# Aktuelle Meerforellenfänge Januar 2017



## Ikan (13. Januar 2017)

Hallo Leute,
ich starte mal einen neuen Threat für dieses Jahr und wünsche allen hier ein fettes Petri Heil für 2017
 Ich war diese Woche ein paar mal los, leider ohne Erfolg.

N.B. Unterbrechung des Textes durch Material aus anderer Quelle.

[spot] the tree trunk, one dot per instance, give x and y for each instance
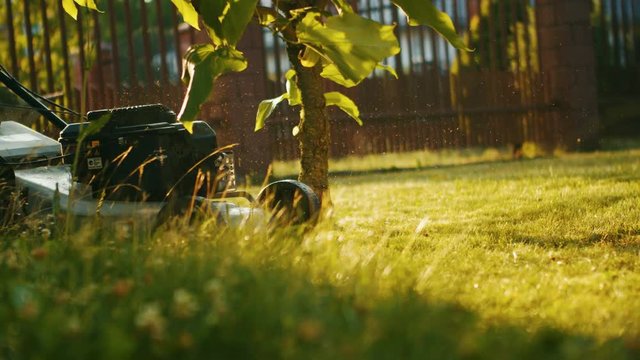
(314, 135)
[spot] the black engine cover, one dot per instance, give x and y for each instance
(142, 153)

Vielleicht ging es ja einem von euch besser.

Wo: Lübecker Bucht
wann: Mo 9. und Di 10.
Methode/Köder: Blech 
Tiefe/Entfernung zum Ufer: - 100m
Wetter/Wind/Temperatur: Bewölkt/ablandiger Wind/Luft 4-6C, Wasser 5C rel. trübe, 
Anzahl der Fische: 0
Größen:-
Besonderheiten: viele Komorane unterwegs


 		  		  		 		  		 		 			 				__________________


----------



## Hanni HRO (15. Januar 2017)

*AW: Aktuelle Meerforellenfänge Januar 2017*

War am 08.01. los. Erst ging eine Schöne von 3,3kilo an den Haken und dann wenig später ein hammerharter Biss! Ergebniss: 86cm bei 8,2Kg.
Was ein Jahresbeginn! :q


----------



## Skott (15. Januar 2017)

*AW: Aktuelle Meerforellenfänge Januar 2017*

*PETRI *zu den tollen Fischen #6

Fischt du mit der Multirolle watend in der Brandung oder vom
Boot aus?


----------



## dorschwilli 306 (15. Januar 2017)

*AW: Aktuelle Meerforellenfänge Januar 2017*

Petri zu der fetten Beute !!!!


----------



## Maifliege (15. Januar 2017)

*AW: Aktuelle Meerforellenfänge Januar 2017*

... und ein Leo, Respekt. Petri, so soll es weiter gehen!


----------



## Topic (15. Januar 2017)

*AW: Aktuelle Meerforellenfänge Januar 2017*





so hab ich die Mefos am liebsten :k im Wasser.


----------



## Salziges Silber (15. Januar 2017)

*AW: Aktuelle Meerforellenfänge Januar 2017*

solch ein holz von ü 80cm beim watangeln und laufender cam, (m)ein traum


----------



## Hanni HRO (15. Januar 2017)

*AW: Aktuelle Meerforellenfänge Januar 2017*

Nein....die Fische wurden beim Schleppangeln auf Dorsch gefangen! Die Multi war im Einsatz....gebissen haben die beiden allerdings auf ne Rute mit ner Stationärrolle! 
@ Salziges Silber: da mach ich mit :m......solch ein Fisch an einer feinen weichen Meforute....das wäre schon ein anderes Feeling! #6


----------



## dirk.steffen (15. Januar 2017)

*AW: Aktuelle Meerforellenfänge Januar 2017*

Petri zu den Fängen #6
Ich hab momentan leider kaum Zeit zum fischen :c


----------



## laxvän (15. Januar 2017)

*AW: Aktuelle Meerforellenfänge Januar 2017*

Ich war am Wochenende auch zweimal los an der Kieler Förde.
Am Freitag eineinhalb Stunden ohne jeglichen Fischkontakt geangelt und heute gab es nach fast 2 Jahren endlich mal wieder Silber am Band



Sie wäre sicherlich in Schleswig Holstein maßig gewesen aber für meinen Geschmack doch noch etwas zu klein.
Kurze Zeit später gab es sogar noch eine zweite, die ich dann aber nicht mehr fotografiert habe.
Endlich ist die Durststrecke beendet:vik:


----------



## Hanni HRO (15. Januar 2017)

*AW: Aktuelle Meerforellenfänge Januar 2017*



Topic schrieb:


> so hab ich die Mefos am liebsten :k im Wasser.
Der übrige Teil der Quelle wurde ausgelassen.